Sagiri: Low Dynamic Range Image Enhancement with Generative Diffusion Prior

Read original: arXiv:2406.09389 - Published 6/14/2024 by Baiang Li, Sizhuo Ma, Yanhong Zeng, Xiaogang Xu, Youqing Fang, Zhao Zhang, Jian Wang, Kai Chen

Sagiri: Low Dynamic Range Image Enhancement with Generative Diffusion Prior

Overview

This paper introduces Sagiri, a deep learning-based method for enhancing low dynamic range (LDR) images using a generative diffusion prior.
Sagiri aims to generate high dynamic range (HDR) images from their LDR counterparts, improving overall image quality and visual appeal.
The method leverages the power of diffusion models, which have shown promising results in image-to-image translation tasks and HDR video reconstruction.

Plain English Explanation

Sagiri is a new technique that can take a standard, low-quality image and transform it into a higher-quality, more visually appealing one. It works by using a special kind of artificial intelligence called a "diffusion model" to generate a new, enhanced version of the original image.

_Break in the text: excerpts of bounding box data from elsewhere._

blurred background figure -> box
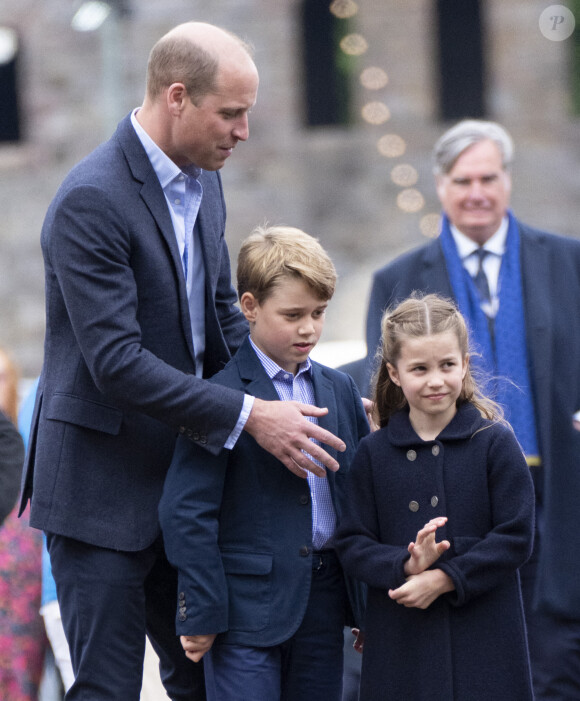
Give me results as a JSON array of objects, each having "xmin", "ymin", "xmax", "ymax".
[{"xmin": 0, "ymin": 348, "xmax": 47, "ymax": 701}]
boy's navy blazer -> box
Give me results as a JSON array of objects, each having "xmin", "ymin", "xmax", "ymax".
[
  {"xmin": 21, "ymin": 116, "xmax": 247, "ymax": 551},
  {"xmin": 160, "ymin": 339, "xmax": 369, "ymax": 647}
]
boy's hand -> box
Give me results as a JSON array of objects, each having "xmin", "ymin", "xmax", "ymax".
[
  {"xmin": 244, "ymin": 397, "xmax": 346, "ymax": 478},
  {"xmin": 350, "ymin": 628, "xmax": 365, "ymax": 655},
  {"xmin": 389, "ymin": 570, "xmax": 455, "ymax": 609},
  {"xmin": 404, "ymin": 516, "xmax": 450, "ymax": 575},
  {"xmin": 180, "ymin": 634, "xmax": 216, "ymax": 662}
]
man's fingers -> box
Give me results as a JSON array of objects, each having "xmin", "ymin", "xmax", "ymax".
[{"xmin": 298, "ymin": 404, "xmax": 346, "ymax": 454}]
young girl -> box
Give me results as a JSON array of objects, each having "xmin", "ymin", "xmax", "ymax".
[{"xmin": 336, "ymin": 295, "xmax": 534, "ymax": 701}]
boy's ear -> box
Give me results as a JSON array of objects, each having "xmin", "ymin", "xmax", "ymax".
[
  {"xmin": 240, "ymin": 292, "xmax": 258, "ymax": 323},
  {"xmin": 387, "ymin": 363, "xmax": 401, "ymax": 387}
]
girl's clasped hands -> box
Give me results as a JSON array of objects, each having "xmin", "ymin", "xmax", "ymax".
[{"xmin": 389, "ymin": 516, "xmax": 455, "ymax": 609}]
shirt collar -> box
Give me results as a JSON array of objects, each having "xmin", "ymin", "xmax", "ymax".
[
  {"xmin": 450, "ymin": 217, "xmax": 509, "ymax": 260},
  {"xmin": 250, "ymin": 336, "xmax": 312, "ymax": 380},
  {"xmin": 131, "ymin": 107, "xmax": 202, "ymax": 189}
]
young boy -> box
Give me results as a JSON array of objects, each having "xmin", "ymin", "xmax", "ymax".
[{"xmin": 160, "ymin": 227, "xmax": 369, "ymax": 701}]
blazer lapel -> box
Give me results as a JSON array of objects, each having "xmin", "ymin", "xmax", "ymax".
[
  {"xmin": 233, "ymin": 338, "xmax": 280, "ymax": 400},
  {"xmin": 117, "ymin": 116, "xmax": 195, "ymax": 359}
]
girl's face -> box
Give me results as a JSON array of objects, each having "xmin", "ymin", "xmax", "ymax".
[{"xmin": 387, "ymin": 331, "xmax": 468, "ymax": 435}]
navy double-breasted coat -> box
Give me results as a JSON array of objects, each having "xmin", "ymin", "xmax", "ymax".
[{"xmin": 336, "ymin": 404, "xmax": 534, "ymax": 701}]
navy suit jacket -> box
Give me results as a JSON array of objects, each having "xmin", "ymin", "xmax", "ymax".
[
  {"xmin": 22, "ymin": 116, "xmax": 247, "ymax": 551},
  {"xmin": 367, "ymin": 222, "xmax": 580, "ymax": 619},
  {"xmin": 160, "ymin": 340, "xmax": 369, "ymax": 647}
]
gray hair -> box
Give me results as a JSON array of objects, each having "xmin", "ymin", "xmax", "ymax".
[{"xmin": 433, "ymin": 119, "xmax": 514, "ymax": 176}]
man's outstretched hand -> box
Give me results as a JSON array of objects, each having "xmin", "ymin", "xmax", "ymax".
[{"xmin": 244, "ymin": 398, "xmax": 346, "ymax": 477}]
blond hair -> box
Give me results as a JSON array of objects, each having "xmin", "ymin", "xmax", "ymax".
[
  {"xmin": 373, "ymin": 293, "xmax": 506, "ymax": 427},
  {"xmin": 237, "ymin": 226, "xmax": 337, "ymax": 304},
  {"xmin": 147, "ymin": 25, "xmax": 252, "ymax": 104}
]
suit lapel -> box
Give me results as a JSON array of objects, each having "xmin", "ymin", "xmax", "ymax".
[
  {"xmin": 234, "ymin": 338, "xmax": 280, "ymax": 400},
  {"xmin": 117, "ymin": 116, "xmax": 195, "ymax": 360},
  {"xmin": 422, "ymin": 240, "xmax": 454, "ymax": 298}
]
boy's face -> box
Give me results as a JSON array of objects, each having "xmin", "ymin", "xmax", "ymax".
[{"xmin": 240, "ymin": 277, "xmax": 328, "ymax": 375}]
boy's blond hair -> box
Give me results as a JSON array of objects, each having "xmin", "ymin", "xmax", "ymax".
[{"xmin": 237, "ymin": 226, "xmax": 337, "ymax": 304}]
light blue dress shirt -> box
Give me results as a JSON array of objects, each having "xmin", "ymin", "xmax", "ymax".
[
  {"xmin": 250, "ymin": 338, "xmax": 336, "ymax": 550},
  {"xmin": 131, "ymin": 108, "xmax": 254, "ymax": 449}
]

Diffusion models are a powerful tool that have been used to tackle a variety of image-related tasks, like generating HDR images from LDR ones and reconstructing HDR videos. In the case of Sagiri, the diffusion model is trained to take a low-quality image and gradually transform it into a high-quality, HDR version, preserving important details and improving the overall visual appeal.

This can be really useful for things like enhancing photos taken on a smartphone or fixing up old, low-quality images. By using the power of machine learning, Sagiri can do the heavy lifting and generate a much better-looking image than the original.

Technical Explanation

The core idea behind Sagiri is to leverage the capabilities of diffusion models for the task of LDR image enhancement. Diffusion models have shown great potential in semantic-aware inverse tone mapping and perceptual optimization of HDR images, making them a natural choice for this application.

Sagiri's architecture consists of a U-Net-based diffusion model that takes an LDR image as input and gradually transforms it into an HDR counterpart. The model is trained using a combination of adversarial and perceptual losses, which help to ensure that the generated HDR images are not only visually appealing but also preserve important details and maintain a high level of realism.

The key innovation in Sagiri is the use of a generative diffusion prior, which helps to guide the model towards generating plausible HDR images that are consistent with the underlying data distribution. This is in contrast to more traditional approaches that rely on hand-crafted priors or optimization-based techniques, which can be more brittle and less flexible.

Critical Analysis

The authors of the Sagiri paper have made a compelling case for the usefulness of diffusion models in the context of LDR image enhancement. By leveraging the power of these generative models, they have demonstrated the ability to produce high-quality HDR images from their low-dynamic-range counterparts.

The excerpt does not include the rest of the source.